Four protesters broke into 5 Belgrave Square in the mega-rich Belgravia area in the early hours, declaring in a statement: “Russian oligarchs: You occupy Ukraine, we occupy you.”
Speaking to journalists from the balcony of the four-storey mansion, which boasts a private cinema and Turkish steam bath, one of the occupiers said that they wanted to open the house to Ukrainian refugees.
The protesters hung a Ukrainian flag from the property, which was surrounded by a heavy police presence, and dropped banners reading: “Putin, go f*** yourself” and “This property has been liberated.”
“We have expropriated this sanctioned oligarch’s property because he is a warmonger that profits off war and devastation,” one said. “He funds Putin’s war machine.”
Mr Deripaska is one of seven Russian tycoons who have been sanctioned by the British government over their links to President Vladimir Putin.
The occupiers also criticised British politicians and banks, saying that they have allowed Russian oligarchs to launder money through London. “Boris Johnson is an oligarch, his party is protected by oligarchs,” the occupier shouted. “We stand up against oligarchs everywhere and stand up for oppressed people everywhere.”
The group said they hoped the occupation would send a message of solidarity to Ukrainians facing Russian bombardment that people in Britain stand with them.
On the British government’s response to the Ukraine refugee crisis, he said: “The government doesn’t act, we have acted in their place, we are doing something.”
In a statement posted on the Resist London Twitter account, the group said that the action was also intended to show sympathy with “brave” anti-war protesters in Russia.
The group vowed to remain in the house until the end of the war, but shortly after noon, 12 hours into the occupation, officers in full riot gear accompanied by specialist protester removal teams arrived to evict the protesters.
As the police moved in, one occupier said: “The man here has been sanctioned by the British government, yet the police are protecting his home.”
Officers cracked open the front door before a line of them entered the building.
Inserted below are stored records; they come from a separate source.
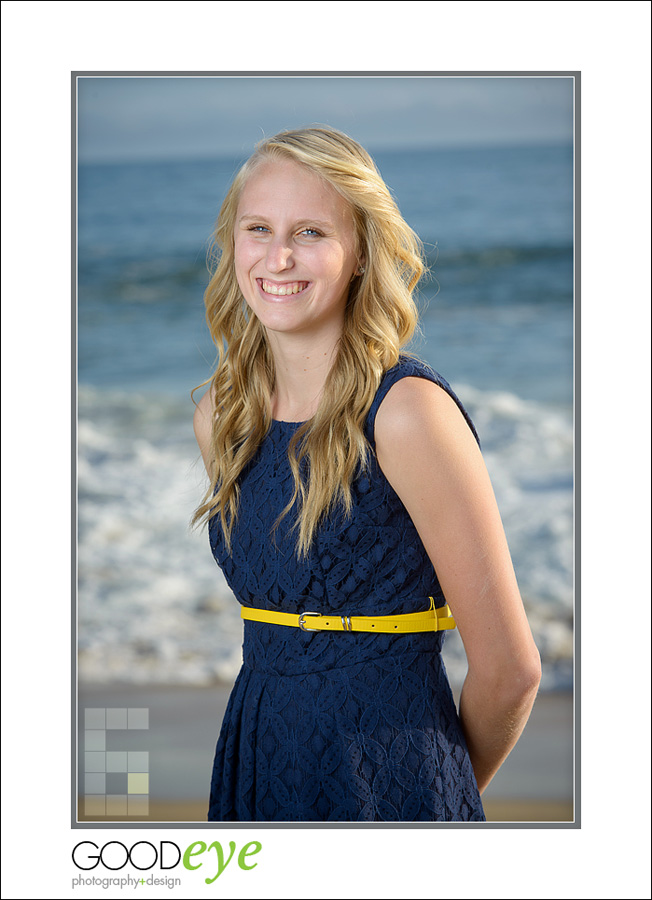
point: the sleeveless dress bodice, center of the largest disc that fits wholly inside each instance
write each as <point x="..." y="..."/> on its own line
<point x="335" y="726"/>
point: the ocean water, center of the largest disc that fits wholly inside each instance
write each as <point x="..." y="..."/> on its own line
<point x="497" y="322"/>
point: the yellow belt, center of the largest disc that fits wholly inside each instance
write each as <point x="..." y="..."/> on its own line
<point x="431" y="620"/>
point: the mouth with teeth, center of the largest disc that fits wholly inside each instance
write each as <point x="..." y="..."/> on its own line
<point x="287" y="289"/>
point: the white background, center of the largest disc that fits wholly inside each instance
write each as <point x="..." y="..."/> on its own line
<point x="609" y="44"/>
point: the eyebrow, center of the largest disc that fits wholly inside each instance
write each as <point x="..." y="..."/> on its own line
<point x="319" y="222"/>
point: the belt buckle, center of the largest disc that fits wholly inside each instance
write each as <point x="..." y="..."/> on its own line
<point x="302" y="625"/>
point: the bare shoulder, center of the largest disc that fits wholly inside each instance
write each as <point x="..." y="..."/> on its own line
<point x="203" y="425"/>
<point x="419" y="413"/>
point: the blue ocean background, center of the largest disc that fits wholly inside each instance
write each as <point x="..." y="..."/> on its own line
<point x="497" y="322"/>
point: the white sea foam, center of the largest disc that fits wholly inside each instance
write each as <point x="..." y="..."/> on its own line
<point x="153" y="605"/>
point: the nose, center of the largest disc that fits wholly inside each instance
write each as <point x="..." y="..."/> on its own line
<point x="279" y="255"/>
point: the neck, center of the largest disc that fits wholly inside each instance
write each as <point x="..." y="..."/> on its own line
<point x="302" y="367"/>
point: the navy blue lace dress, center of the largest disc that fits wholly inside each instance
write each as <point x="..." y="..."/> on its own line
<point x="330" y="726"/>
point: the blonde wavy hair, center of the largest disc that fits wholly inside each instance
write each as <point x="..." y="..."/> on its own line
<point x="327" y="451"/>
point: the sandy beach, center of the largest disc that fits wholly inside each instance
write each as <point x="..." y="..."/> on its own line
<point x="534" y="785"/>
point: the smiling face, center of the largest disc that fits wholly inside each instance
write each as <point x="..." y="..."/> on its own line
<point x="295" y="250"/>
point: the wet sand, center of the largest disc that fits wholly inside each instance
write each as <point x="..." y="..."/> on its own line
<point x="534" y="785"/>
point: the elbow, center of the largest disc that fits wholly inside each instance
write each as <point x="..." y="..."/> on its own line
<point x="525" y="678"/>
<point x="514" y="681"/>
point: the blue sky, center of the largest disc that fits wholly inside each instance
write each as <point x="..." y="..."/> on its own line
<point x="173" y="117"/>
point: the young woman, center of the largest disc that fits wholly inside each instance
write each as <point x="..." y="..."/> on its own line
<point x="351" y="511"/>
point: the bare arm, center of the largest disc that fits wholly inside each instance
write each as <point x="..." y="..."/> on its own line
<point x="431" y="459"/>
<point x="203" y="425"/>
A cherry-picker crane was also used to persuade the protesters down from the balcony, but they repeatedly refused to co-operate.
Supporters gathering nearby cheered to encourage the occupiers as the police moved in.
Earlier this month, US business magazine Forbes reported that Mr Deripaska, an aluminium magnate, was the owner of 5 Belgrave Square.
In 2002 it was the most expensive terraced property in the world, available to buy for £25 million.
Asked earlier what it was like inside the luxury property, one occupier, who said he was from Lithuania, described the wealth on show as “terrible,” adding: “No-one deserves this.
“Keeping such a massive property to yourselves when there are people all over London — you see homeless people just there when you walk past the Tube station — and they don’t even live in [it],” another said. “They just have it as an investment. That’s terrible. We’re standing up against that.”
The Lithuanian suggested that the group had been inspired to occupy Mr Deripaska’s property by strong statements from London Mayor Sadiq Khan, who has called for Russian billionaires’ properties to be seized to rehouse Ukrainian refugees.
Asked whether they agreed with Mr Khan’s comments that this would be a form of poetic justice, one of the occupiers replied: “It is poetic justice, but it’s also real justice. This is what justice looks like, and we all have the power to do it.”
He added that the London mayor should therefore express his solidarity with the occupation.
The Metropolitan Police said in a statement that officers had been called to the property shortly after 1am, adding later that officers were satisfied by about 3pm that no protesters remained inside the mansion.
“We continue to engage with four people on the balcony as we balance the need for enforcement with the safety of all involved,” the Met said.
“We remain at the scene and are considering the appropriate next steps given the large and complex nature of this property.”